Le gouvernement irlandais cherche à recevoir une aide de plusieurs milliards d’euros accordée par le FMI et l’UE mais écarte dans le même temps tout relèvement de son taux d’imposition des sociétés, actuellement de 12,5%. Le vice-Premier ministre Mary Coughlan a jugé ce taux «non négociable». De nombreux pays européens, eux-mêmes confrontés à d’importantes mesures d’austérité, voient cependant d’un mauvais œil le versement d’une aide financière à l’Irlande si celle-ci se refuse à lever davantage de recettes. Mais l’Irlande a de bonnes raisons de conserver un taux faible de taxation qui attire les multinationales américaines comme Google, Microsoft, eBay ou encore Intel, à l’origine de la création de dizaines de milliers d’emplois dans le pays. Les arguments sont également politiques. Cet impôt est désormais érigé en symbole de la souveraineté nationale, acquise durement contre l’Angleterre il y a un siècle. Lors de la ratification du traité de Lisbonne, les Irlandais avaient en outre obtenu la promesse de pouvoir établir librement leurs impôts.
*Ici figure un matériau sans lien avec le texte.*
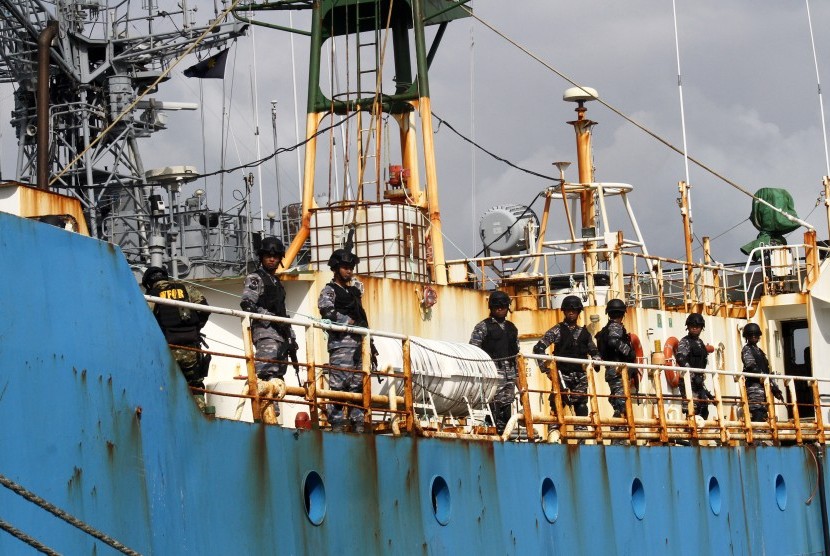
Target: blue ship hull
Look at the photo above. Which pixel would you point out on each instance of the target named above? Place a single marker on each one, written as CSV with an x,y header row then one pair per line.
x,y
97,420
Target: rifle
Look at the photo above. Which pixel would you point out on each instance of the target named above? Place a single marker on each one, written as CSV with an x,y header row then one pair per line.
x,y
293,348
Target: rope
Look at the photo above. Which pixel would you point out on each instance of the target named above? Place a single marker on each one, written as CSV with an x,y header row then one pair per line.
x,y
13,531
57,512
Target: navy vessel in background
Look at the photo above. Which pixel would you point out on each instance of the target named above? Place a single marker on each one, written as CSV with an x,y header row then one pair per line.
x,y
103,450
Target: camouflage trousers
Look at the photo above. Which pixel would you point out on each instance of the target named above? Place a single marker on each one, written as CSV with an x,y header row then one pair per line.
x,y
349,357
270,348
194,370
758,409
502,405
189,363
702,397
615,384
576,383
De généreuses subventions européennes conjuguées à une faible imposition des entreprises ont en effet permis à l’Irlande, pays pauvre et agricole jusque dans les années 80, de devenir un des pays européens les plus prospères et les plus dynamiques. L’impôt sur les sociétés a rapporté 3,9 milliards d’euros de recettes à l’Etat irlandais en 2009 et devrait générer 3,1 milliards d’euros de recettes cette année, ce qui représente 10% des recettes totales de l’Etat.